Rent control is top of mind for multifamily leaders, with many saying it will only exacerbate the affordable housing crisis. Earlier this week, California Gov. Gavin Newsom signed Assembly Bill 1482, making the state the third to pass rent control this year, following Oregon and New York.
California’s statewide law, which goes into effect Jan. 1 and will expire in 2030, will limit rent increases to 5% per year, plus the local rate of inflation, and create new standards to protect residents from no-cause eviction.
The law won’t apply to housing built within the past 15 years nor does it affect single-family homes, unless owned by corporations or REITs. It also doesn’t apply to the 2 million renters in the state who already have rent control in their municipalities.
"The most effective way to fix California’s housing crisis is by building more housing across a range of price points, and AB 1482 makes that harder to do,” said Doug Bibby, president of the National Multifamily Housing Council. “After Californians overwhelmingly rejected the rent control ballot initiative less than a year ago, lawmakers went against their constituents by passing a measure that will discourage investment, shrink the availability of affordable housing that already exists, and squeeze even more people struggling in the housing market. This makes the problem worse.
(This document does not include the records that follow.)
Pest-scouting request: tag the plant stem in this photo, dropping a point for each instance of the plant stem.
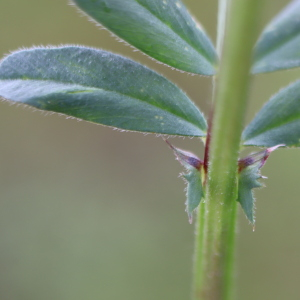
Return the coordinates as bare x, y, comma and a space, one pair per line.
215, 238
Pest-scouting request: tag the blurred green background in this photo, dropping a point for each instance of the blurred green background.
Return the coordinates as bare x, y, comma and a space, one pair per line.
87, 212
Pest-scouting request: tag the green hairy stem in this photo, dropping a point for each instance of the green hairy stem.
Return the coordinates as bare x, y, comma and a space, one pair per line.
215, 238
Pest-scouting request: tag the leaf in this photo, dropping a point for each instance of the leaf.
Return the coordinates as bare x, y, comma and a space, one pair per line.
193, 179
249, 173
163, 29
248, 180
278, 122
99, 87
279, 45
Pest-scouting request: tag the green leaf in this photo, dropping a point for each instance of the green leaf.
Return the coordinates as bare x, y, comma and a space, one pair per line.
248, 180
163, 29
249, 173
279, 45
194, 189
278, 122
99, 87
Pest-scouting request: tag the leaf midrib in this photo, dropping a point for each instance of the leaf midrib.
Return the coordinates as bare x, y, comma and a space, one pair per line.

The housing affordability crisis is real, real Americans are being harmed by it every day, and we need real solutions— not restrictive policies that we know don’t work."
The potential effect of rent control was a key theme throughout the Multifamily Executive Conference in early October in Las Vegas.
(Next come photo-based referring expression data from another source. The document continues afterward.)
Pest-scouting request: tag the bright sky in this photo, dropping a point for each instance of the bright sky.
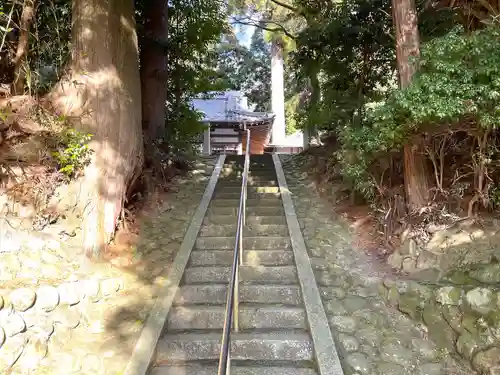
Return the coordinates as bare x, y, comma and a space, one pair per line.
244, 34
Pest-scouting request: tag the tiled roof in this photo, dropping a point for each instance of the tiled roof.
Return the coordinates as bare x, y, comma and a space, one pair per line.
228, 106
“Rent control is a bad policy, but it’s certainly getting a lot of momentum,” Dave Borsos, vice president of capital markets at NMHC, told the audience.
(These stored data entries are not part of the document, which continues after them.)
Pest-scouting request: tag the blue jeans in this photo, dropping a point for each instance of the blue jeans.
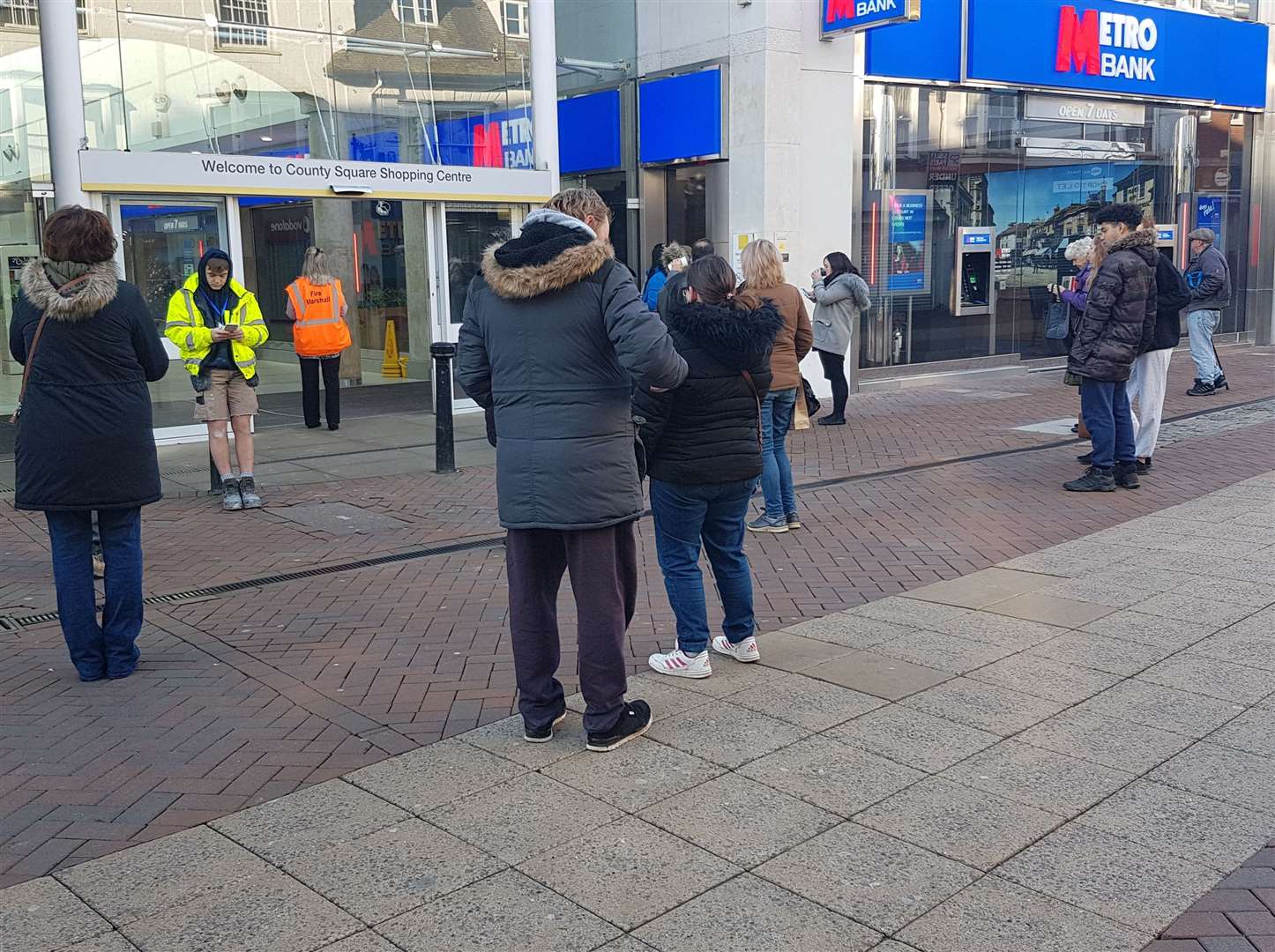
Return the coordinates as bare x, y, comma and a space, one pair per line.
777, 478
1104, 405
1200, 328
106, 649
713, 514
States considering rent control include Colorado, Florida, Illinois, Nevada, Massachusetts, Minnesota, and Washington. Presidential candidates Kamala Harris, Bernie Sanders, and Elizabeth Warren also have proposed housing programs that would implement national rent control.
“Rent control is a political tool,” added John Sebree, first vice president and national director at Marcus & Millichap. “The reason that they’re talking about rent control is that demand is increasing faster than supply.”
He said if governments want to solve the issue, changes need to be made to dramatically reduce the cost of construction, including the reduction of regulatory fees, and increase efficiency and density.
“The correct response is be less restrictive about development and increase the supply,” added Ryan Severino, chief economist at JLL. “We are getting counterproductive policy on the microlevel.”
According to Bibby, construction costs have gone up about 100% since 2010, putting pressure on multifamily developers. In addition, the NMHC and National Association of Home Builders did a study that found that 32% of construction costs is spent on regulations, including zoning ordinances, impact fees, land use, and parking.
“We face those challenges, and that contributes to the higher cost to develop and the higher cost to rent,” Bibby said. “We’re going to have to figure out how to produce faster and cheaper, and that’s really where we’re going to make a difference.”
Bibby added that the country needs to build an average of 328,000 units annually from 2017 to 2030 just to meet the demand, and the industry has only done that twice since 1989. “We keep falling further and further behind. We are still playing catchup from the aftermath of the Great Recession.”
The NMHC has a series of tools to help the industry change the conversation around rent control. It offers a Housing Affordability Toolkit and has launched the Growing Homes Together website with the National Apartment Association.